Christmas is really not the problem. We are always too busy. We constantly jam back our days, mistakenly thinking that productivity is a measure of how many different things we got done. Christmas time simply highlights an ongoing problem with our thoughts and expectations. We think that being busy equals being successful. When these thoughts come head to head with Christmas, a time for family, peace, and new beginnings; conflict arises. Christmas time asks us to take a step back in order to fellowship with friends and family, take our eyes off ourselves and think about what others want and need, and prepare ourselves for the coming new year. Instead of actually taking the time to enjoy a moment of rest and rejuvenation with friends and family, we just throw in a few parties, Christmas pageants, and hastily bought gifts into our already hectic lives.
It is not that Christmas time is that much busier than the rest of the year, but Christmas forces us to make a choice between quality and quantity. Christmas forces us to open our eyes to just how busy we really are. The bigger issue is that according to our own expectations a meeting of friends and family becomes an annoyance because it gets in the way of our bigger plans. We stress over having to show others that we care because we have to stop thinking about our own schemes for a while. We dread having to detour our lives for a few moments to celebrate and rest because we fear what slowing down could mean.
As business owners and leaders, there is an important lesson to learn from Christmas. If we are too busy to care one week out of the year, even one day out of 365, what are we really representing? If we are too busy to stop and enjoy some quality time with friends for just a few hours, what other kinds of decisions are we making? Christmas shows our true priorities, and honestly, they are not good ones. As business owners, we have to realize the difference between busy and productivity, if we are too busy to care during Christmas, then what is happing the rest of the year.
Are we too busy to actually be productive? YES. Productivity is a matter of efficiency and proficiency, it is about the quality of what we produce, not shear capacity. Your production line may be operating at 100% but what are you producing; lasting relationships, loyal employees, and higher moral standards? What about your personal production line? Do people know you take the time to engage and care or is life and the people around you just a blur? As business leaders, we have the opportunity to set our own standards and expectations. To date, we have not chosen well, but that can change.

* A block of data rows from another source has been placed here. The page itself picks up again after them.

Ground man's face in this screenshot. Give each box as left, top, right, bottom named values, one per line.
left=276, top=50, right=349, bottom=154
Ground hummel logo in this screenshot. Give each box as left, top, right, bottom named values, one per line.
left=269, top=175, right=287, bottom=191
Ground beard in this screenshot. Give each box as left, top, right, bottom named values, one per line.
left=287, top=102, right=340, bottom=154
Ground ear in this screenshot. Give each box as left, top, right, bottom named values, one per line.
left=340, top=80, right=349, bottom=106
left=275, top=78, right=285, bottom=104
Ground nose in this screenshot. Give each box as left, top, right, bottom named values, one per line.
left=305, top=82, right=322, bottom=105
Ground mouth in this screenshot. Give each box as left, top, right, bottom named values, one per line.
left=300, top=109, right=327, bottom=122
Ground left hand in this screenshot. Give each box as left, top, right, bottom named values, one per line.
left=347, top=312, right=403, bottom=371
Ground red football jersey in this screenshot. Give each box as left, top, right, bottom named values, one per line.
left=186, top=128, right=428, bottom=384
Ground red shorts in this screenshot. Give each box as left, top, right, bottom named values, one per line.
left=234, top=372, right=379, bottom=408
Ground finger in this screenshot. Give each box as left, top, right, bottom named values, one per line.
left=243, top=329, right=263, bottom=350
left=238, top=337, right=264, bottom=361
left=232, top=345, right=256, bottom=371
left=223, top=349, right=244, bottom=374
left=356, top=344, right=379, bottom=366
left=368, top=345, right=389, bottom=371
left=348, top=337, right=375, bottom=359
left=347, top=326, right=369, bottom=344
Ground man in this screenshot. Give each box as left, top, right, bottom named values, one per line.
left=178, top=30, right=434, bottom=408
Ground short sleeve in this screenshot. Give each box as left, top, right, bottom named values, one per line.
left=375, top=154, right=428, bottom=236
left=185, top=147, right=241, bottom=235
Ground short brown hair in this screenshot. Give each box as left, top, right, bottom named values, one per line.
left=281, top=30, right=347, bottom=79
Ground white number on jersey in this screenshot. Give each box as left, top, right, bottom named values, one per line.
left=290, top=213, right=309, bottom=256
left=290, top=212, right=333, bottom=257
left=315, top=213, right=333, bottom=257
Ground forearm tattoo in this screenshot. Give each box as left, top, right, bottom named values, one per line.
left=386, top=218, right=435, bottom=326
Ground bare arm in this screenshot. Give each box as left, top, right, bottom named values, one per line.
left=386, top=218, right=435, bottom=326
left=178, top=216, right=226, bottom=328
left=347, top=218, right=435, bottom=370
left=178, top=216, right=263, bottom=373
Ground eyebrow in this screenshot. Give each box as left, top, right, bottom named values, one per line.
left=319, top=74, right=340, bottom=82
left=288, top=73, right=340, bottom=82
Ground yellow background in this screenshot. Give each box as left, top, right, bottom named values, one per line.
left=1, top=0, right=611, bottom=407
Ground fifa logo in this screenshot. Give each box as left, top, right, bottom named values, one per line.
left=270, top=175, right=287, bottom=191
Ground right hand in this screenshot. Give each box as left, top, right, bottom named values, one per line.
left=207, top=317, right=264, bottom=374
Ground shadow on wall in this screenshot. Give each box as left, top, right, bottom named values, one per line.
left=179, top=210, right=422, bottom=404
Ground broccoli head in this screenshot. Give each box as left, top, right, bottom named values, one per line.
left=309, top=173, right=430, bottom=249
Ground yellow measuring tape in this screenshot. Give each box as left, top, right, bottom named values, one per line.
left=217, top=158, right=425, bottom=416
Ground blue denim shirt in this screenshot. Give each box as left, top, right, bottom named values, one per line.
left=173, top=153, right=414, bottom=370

This Christmas Season take some time to really reflect on what is important in life and in your business. Our business and our life both share a common ground; they both reflect our true heart. The way that we act, live and run our business is all we have for a lasting legacy. What’s our legacy going to say about us personally, about us as businessmen and women, about us as the human race? Are we really too busy for a party, and if we are what kind of life is that? This Christmas it is time to reevaluate what we do and who we are. Let’s make 2012 the year of higher standards and better lives. Business has always changed the world; let’s just make sure we are changing it for the better.